Not much once it hits the pie hole


----------



## pacanis (May 11, 2008)

Naia said:


> What is the difference between a beef stew and a pot roast? Curious. =)


 
Now that you ask...... I have no idea 
They are made so similarly, there really isn't a lot of difference. Aside from stew meat starting out small, along with everything else being bite size (typically). Stew is usually served in it's thickened juices, also. Whereas pot roast maybe has a gravy on the side or the juice poured on it.

IMO


----------



## Andy M. (May 11, 2008)

A pot roast is a single large piece of meat that is braised.  That is, it is browned over high heat then cooked slowly in a liquid in which it is PARTIALLY submerged, usually with vegetables.

A stew is multiple small pieces of meat that are stewed.  That is, cooked slowly, usually with vegetables, FULLY submerged in a liquid.


----------



## Loprraine (May 11, 2008)

I'm with Aunt Dot and Andy M on this one.  Both are great, but different!


----------



## DaveSoMD (May 11, 2008)

I agree with Aunt Dot and Andy M and I'd add the USUALLY beef stew is slow simmered on the stove top and pot roast is slow cooked in the oven OR on the stove top.


----------



## mcnerd (May 11, 2008)

I would classify Stew more as a soup, with small pieces of meat and smaller pieces of vegetables in lots of gravy, while pot roast is a single roast, usually a tough cut, cooked in liquid and large pieces of vegetables, usually potatoes and carrots.  A stew is eaten in a bowl and a pot roast usually on a plate.


----------



## Nancy Jane (May 11, 2008)

Well, a pot roast is a roast.  I generally braise mine with onion and spices on very low heat.  Beef stew is cut up beef pieces that are browned in flour then stewed with vegetables.


----------



## Mama (May 11, 2008)

I'm on board with Aunt Dot and Andy M on this one!


----------



## archiduc (May 15, 2008)

Naia said:


> What is the difference between a beef stew and a pot roast? Curious. =)


 
Hi Naia,
How much information would you like?

A stew is made with bite sized pieces of beef/lamb/pork etc. These may be placed into the pot with vegetables without browning, as in a Lancashire Hot Pot and cooked on top of the stove in liquid such as stock.
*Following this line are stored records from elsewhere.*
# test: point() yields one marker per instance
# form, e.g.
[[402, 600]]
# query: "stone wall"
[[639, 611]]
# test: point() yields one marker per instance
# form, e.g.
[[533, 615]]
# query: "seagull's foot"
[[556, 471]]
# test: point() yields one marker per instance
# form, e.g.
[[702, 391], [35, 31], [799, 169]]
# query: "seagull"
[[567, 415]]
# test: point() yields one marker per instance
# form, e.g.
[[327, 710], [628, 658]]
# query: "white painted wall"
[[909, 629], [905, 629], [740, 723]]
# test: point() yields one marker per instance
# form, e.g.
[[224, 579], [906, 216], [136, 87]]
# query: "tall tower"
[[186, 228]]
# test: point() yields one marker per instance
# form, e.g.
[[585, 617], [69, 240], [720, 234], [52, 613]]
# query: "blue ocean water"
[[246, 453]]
This is known as a cold stew as the meat and vegetables are not subjected to any heat prior to any liquid being added and heat applied. 

Alternatively, they may be browned and then placed with other vegetables and seasonings etc., covered and cooked on top of the stove. As the meat and vegetables are subjected to heat and browned (meat) or sautéed (vegetables), this is known as a brown stew. The result is that on each plate there will be discrete mouthfuls of meat and you could eat a stew with a fork.
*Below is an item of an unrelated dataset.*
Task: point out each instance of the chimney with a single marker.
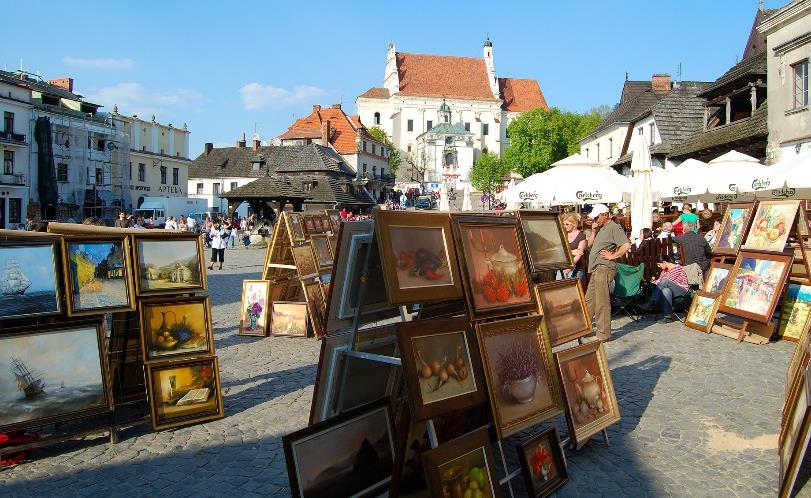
(325, 133)
(660, 83)
(66, 83)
If the dish is cooked in an oven it should be called a casserole.

A pot roast involves using a single piece of meat - say 2 lbs/1 kilo of brisket which will serve about 4-6 people. The meat is browned all over in hot oil or oil and butter and placed on a bed of sautéed vegetables, typically sliced onions, carrots, celery. The meat in question should be placed on top of this generous bed of sautéed vegetables and liquid should be added to cover the vegetables and reach about 1/4 to 1/2 inch above the vegetables. Thus the base of the meat may be in liquid at the start of the cooking but the length of time during which the joint is cooked will lead to a reduction of the liquid. Any additional seasonings herbs etc should be added when the joint is placed on the bed of vegetables. The pot covered and cooked slowly on top of the stove. (If it is cooked in the oven it is a braise.) 

Following this, the meat is sliced (unlike a stew when the meat is cut prior to cooking into bite-sized pieces. The vegetables may/may not be used to garnish the dish or fresh vegetables may be cooked to accompany the pot roast. The juices (and perhaps) vegetables will be used to create a sauce which will be thickened either by puréeing the vegetables or straining the liquid and thickening with cornstarch.

In short, a stew/casserole requires you to use a spoon to portion on each plate whilst a pot roast requires you to carve slices and place slices on each plate

Hope this helps,
Archiduc


----------



## Naia (May 31, 2008)

Wow, so much information.  Thank you guys so much!


----------